Both Hug and Schiff spoke on a panel on the outlook for precious metals at Index Universe’s Inside Commodities conference in Chicago.
People who want to own gold need to ask themselves why they are buying it, Hug said.
Leaving out those who buy gold for numismatic reasons, there are three types of gold buyers. First are those Hug called the “fatalistic” buyers, who believe governments will eventually ban gold ownership or that they may eventually need gold for bartering purposes.
They usually buy gold in small sizes, which is the most expensive way to buy gold.
Second are those who buy gold for portfolio diversification, and third are traders who look to take advantage of fluctuations in the market.

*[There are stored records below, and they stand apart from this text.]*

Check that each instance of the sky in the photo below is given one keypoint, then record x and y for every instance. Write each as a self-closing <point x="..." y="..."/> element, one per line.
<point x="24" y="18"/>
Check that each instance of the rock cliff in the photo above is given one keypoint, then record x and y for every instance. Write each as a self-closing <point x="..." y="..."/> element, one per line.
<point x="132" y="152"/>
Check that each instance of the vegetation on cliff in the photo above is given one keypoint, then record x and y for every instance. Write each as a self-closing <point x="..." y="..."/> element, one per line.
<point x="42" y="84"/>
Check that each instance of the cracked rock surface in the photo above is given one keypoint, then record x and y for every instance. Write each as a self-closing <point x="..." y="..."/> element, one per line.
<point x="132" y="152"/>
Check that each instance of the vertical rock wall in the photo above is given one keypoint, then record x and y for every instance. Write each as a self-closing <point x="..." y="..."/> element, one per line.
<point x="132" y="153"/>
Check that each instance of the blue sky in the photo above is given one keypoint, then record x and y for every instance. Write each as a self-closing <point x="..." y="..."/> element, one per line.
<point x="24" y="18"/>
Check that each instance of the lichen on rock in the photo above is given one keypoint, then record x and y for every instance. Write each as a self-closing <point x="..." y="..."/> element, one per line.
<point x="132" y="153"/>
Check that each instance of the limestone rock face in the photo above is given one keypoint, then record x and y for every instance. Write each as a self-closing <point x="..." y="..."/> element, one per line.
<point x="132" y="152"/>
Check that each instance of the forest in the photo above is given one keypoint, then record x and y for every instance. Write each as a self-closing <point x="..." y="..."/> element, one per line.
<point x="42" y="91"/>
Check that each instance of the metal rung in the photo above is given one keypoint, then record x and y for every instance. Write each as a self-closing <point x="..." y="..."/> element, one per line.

David Mazza, ETF strategist at State Street Global Advisors, said between the third quarter of 2011 and the second quarter of 2012, jewelry and investment purchases of gold made up the bulk of gold demand, at a combined 81%. Central bank purchases were 11% and technology was 10%. State Street Global Advisors manages the SPDR Gold Trust (GLD). Mazza also spoke on the panel.
The central bank purchases are expected to continue, especially by emerging market central banks who are looking to diversify their foreign exchange holdings, Hug and Schiff said.
The type of investor who is looking to use gold as a portfolio diversifier needs to keep a watch on the size of his or her position. Like any investment, portfolios need periodic rebalancing to keep percentages in check. Prudent investing wisdom says to sell when prices rise and buy when prices fall, but not many investors have that discipline.
Hug pointed out when gold prices this summer held around the $1,550s area, in June, 87% of transactions at Kitco were sales and 13% were purchases. As prices rose, that ratio changed. In late September when prices were around $1,760, the ratio was 9:1 buyers.
“That’s the exact opposite of what you should be doing,” he said, if one is seeking portfolio diversification.
Just how much gold should be in a portfolio depends on many aspects: the person’s age, risk tolerance, and other assets, among other factors.
“You can get a hedge versus inflation with many assets; it depends on what you’re holding,” Schiff said.
Those who have mostly cash or bond exposure need to diversify because of inflation and the ultra-low interest rate environment. “People don’t understand the concept of inflation. If you have a bond portfolio, you’re getting nothing. Six or seven years ago if you had a $1 million bond portfolio, you might get $50,000 or $60,000 (in fixed income); you could live on that. Now you get no return,” he said.
The investor who is buying gold because of concerns that gold might be confiscated shouldn’t store their gold at their home or in a local bank, Hug and Schiff said. Instead, those investors should seek storage in another country. Popular places include Hong Kong and Singapore, they said.